Before jumping to NSX-T Distributed Firewall (DFW) concept and rule creation, I want to point out why this solution is important and what security issues can be addressed by using this powerful solution. Building a zero trust model security has been the biggest concern of network and security teams. In traditional data centers, high-level segmentation is built, which could help to prevent various types of the workload from communicating. But the main challenge of the legacy security model is data centers facing a lack of lateral prevention communication system between workloads within a tier. In other words, traffic can traverse freely inside a network segment and access the crucial information until it reaches the physical firewall to get dropped. In addition, implementing different layers of security and firewalls would cause complexity and cost.

NSX-T Distributed Firewall (DFW) is a hypervisor kernel-based firewall that monitors all the East-West traffic and could be applied to individual workloads like VM and enforce zero-Trust security model.
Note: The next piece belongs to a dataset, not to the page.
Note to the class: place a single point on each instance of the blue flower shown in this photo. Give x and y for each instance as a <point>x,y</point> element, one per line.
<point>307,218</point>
Micro-segmentation logically divides department or set of applications into security segments and distribute firewalls to each VM.

The main advantages of leveraging DFW are an orchestration of policies with security groups or tags, horizontal movement reduction in data centers to minimize the risk of security breaches, and finally, reduction of capital expenditure(CAPEX) cost. Furthermore, NSX-T DFW not only can operate based on layer 2 to layer 4, but it can leverage layer seven information. In another blog post, I explain how to use context-awareness to filter traffic based on URL and FQDN.

NSX-T DFW has different predefined categories :

Ethernet – Layer 2 policies are the first line of defense and will be considered before layer three rules.

Emergency – Temporary firewall rules for emergency occasions.

Infrastructure – Non-application firewall rules like vCenter, ESXi, DNS, Active directory, and so on.

Environment – High-level policy groupings like eliminating communication of test and production environment.

Application – Application policy rules between tiers.

The priority to apply rules is from top-down and left to right. Meaning, if you write a rule in Infrastructure, it has priority over a rule in Application. So, you need to place the most fundamental rules on top of the list.

To apply distributed firewall rules, you need to create a policy section that collects firewall rules. Then you need to create a Rule that contains guidance to allow/drop the traffic. To determine the source and destination of the rule security group containing static (Members /IP address) or dynamic objects (criteria) will be created. Services determine what port/protocol to use in the rule, and based on that, traffic will be allowed or dropped. Context profile will be used for layer seven application content (URL/FQDN) filtering. Applied to, specifies the rule’s scope to apply at which level it could be at DFW level or security group. Lastly, Rule Action has three different modes of Allow, Drop, and Reject to determine the rule’s action.